Sunday, November 9, 2008

Herds of Migrating Sailors are In the Army Now

Living in Sewage

Last night as you can well believe from yesterday's post gave us problems with anchor setting.

Try as we might the old CQR would not take hold and when Meredith revved up to 1500 in reverse we pulled free everytime. We were forced to resort to tough measures.

We carry a Fortress anchor with 15 feet of chain for just these little problems. Shackle the fortress to the head of the CQR, drop the Fortress over the bow followed by its chain, followed by the CQR and proper scope and voila: It could have blown 150 mph last night. We were not moving.

The removal of the fortress showed why the CQR was reluctant to set: the bottom consisted of a very fluid black paste comprised almost exclusively of raw and partly treated sewage. No kidding. Obviously the very expensive homes around the little bay could not afford monthly sewage charges so about 45 homes are dumping direct into a protected little body of former water. Things were probably manageable until the condo went up this year adding 40 of the 45 homes.

The Budget Committee washed the deck with bleach solution.

In the Army

Running Bogue Sound, which is really Onslow Bay but is separated from its parent by a small strand of land, takes you to Camp Lejeune. Camp Lejeune is a military site used for live fire training exercises and gunnery. The sign pictured above warns you quite simply that if you enter the camp when the lights are flashing you will blown up.

Traversing the camp can be interesting. There are remnants of bombed out vehicles such as these pictured all along the Camp waterway. Here is a missile launcher and some formerly turreted vehicle.

Is It Herd Instinct or Pioneer Spirit

Sailors pride themselves on their rugged iconoclasm. True individuals we. When we pulled into Mile Hammock Bay there was one boat at anchor. Thirty minutes later we had 9 boats anchored or positioning. And it was only 12:30 p.m. The video confirms and, yes, that is another Cabo Rico anchored just behind us.

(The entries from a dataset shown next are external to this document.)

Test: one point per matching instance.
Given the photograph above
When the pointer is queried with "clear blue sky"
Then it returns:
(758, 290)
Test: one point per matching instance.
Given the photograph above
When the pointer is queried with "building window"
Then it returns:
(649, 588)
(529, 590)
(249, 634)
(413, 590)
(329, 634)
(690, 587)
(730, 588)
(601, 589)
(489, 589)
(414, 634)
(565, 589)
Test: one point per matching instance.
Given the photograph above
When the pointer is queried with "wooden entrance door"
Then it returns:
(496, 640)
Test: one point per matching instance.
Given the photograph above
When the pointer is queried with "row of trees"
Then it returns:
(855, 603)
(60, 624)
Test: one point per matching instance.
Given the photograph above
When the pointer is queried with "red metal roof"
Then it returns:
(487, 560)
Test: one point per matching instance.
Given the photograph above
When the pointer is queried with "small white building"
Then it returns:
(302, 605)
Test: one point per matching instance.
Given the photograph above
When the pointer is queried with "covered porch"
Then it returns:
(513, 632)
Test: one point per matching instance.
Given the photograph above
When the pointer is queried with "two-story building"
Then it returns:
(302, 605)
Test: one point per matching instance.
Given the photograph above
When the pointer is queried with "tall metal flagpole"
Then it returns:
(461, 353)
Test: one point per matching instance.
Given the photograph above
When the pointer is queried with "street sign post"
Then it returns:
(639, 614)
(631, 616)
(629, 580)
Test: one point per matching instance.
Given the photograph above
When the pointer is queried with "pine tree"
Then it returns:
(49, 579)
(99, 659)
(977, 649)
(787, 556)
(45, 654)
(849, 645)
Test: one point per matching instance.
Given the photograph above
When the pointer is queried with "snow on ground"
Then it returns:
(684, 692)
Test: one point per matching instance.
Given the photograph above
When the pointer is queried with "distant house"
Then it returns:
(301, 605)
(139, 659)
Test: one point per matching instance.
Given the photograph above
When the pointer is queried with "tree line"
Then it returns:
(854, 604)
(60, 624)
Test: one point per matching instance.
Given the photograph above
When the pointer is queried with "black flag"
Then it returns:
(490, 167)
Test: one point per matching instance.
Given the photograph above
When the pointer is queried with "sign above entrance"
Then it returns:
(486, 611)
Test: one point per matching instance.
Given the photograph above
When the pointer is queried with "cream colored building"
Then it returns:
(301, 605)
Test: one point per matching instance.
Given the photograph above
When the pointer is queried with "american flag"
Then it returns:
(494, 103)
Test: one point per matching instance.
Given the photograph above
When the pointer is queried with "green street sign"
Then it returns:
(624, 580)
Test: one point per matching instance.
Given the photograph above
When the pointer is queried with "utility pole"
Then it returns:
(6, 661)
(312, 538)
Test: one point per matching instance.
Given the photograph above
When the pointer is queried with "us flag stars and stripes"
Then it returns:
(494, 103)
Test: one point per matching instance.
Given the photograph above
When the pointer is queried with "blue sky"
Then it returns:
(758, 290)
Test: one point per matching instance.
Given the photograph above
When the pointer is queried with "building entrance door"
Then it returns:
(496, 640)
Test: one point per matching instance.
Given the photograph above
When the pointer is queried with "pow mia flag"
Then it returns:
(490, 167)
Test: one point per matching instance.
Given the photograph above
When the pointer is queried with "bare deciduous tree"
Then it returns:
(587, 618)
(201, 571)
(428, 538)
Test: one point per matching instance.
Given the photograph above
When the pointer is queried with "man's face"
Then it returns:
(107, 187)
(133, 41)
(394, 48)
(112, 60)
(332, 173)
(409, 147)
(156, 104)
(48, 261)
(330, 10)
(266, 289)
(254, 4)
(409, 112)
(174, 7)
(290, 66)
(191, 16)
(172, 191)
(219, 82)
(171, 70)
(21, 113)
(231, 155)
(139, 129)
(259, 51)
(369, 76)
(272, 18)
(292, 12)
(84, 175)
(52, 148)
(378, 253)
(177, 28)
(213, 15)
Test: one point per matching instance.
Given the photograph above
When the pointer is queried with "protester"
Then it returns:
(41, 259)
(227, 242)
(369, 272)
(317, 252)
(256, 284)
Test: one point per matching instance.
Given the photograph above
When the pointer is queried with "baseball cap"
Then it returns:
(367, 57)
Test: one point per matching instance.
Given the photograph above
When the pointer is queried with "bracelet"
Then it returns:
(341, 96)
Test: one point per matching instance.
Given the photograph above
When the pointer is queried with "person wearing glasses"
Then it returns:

There may be more to this herd thing than one is prepared to admit. At least we were first in. If it is a pack animal I am then best to be lead dog.

This actually arises from one problem with this section of the ICW: anchorages are inconveniently spaced. In a sailboat you are limited to about 40 miles of travel per day as the anchorages are 40 miles apart. We find 80 miles brings us into an anchorage after dark (daylight starts at 6:30 a.m. and ends at 5:00 p.m.)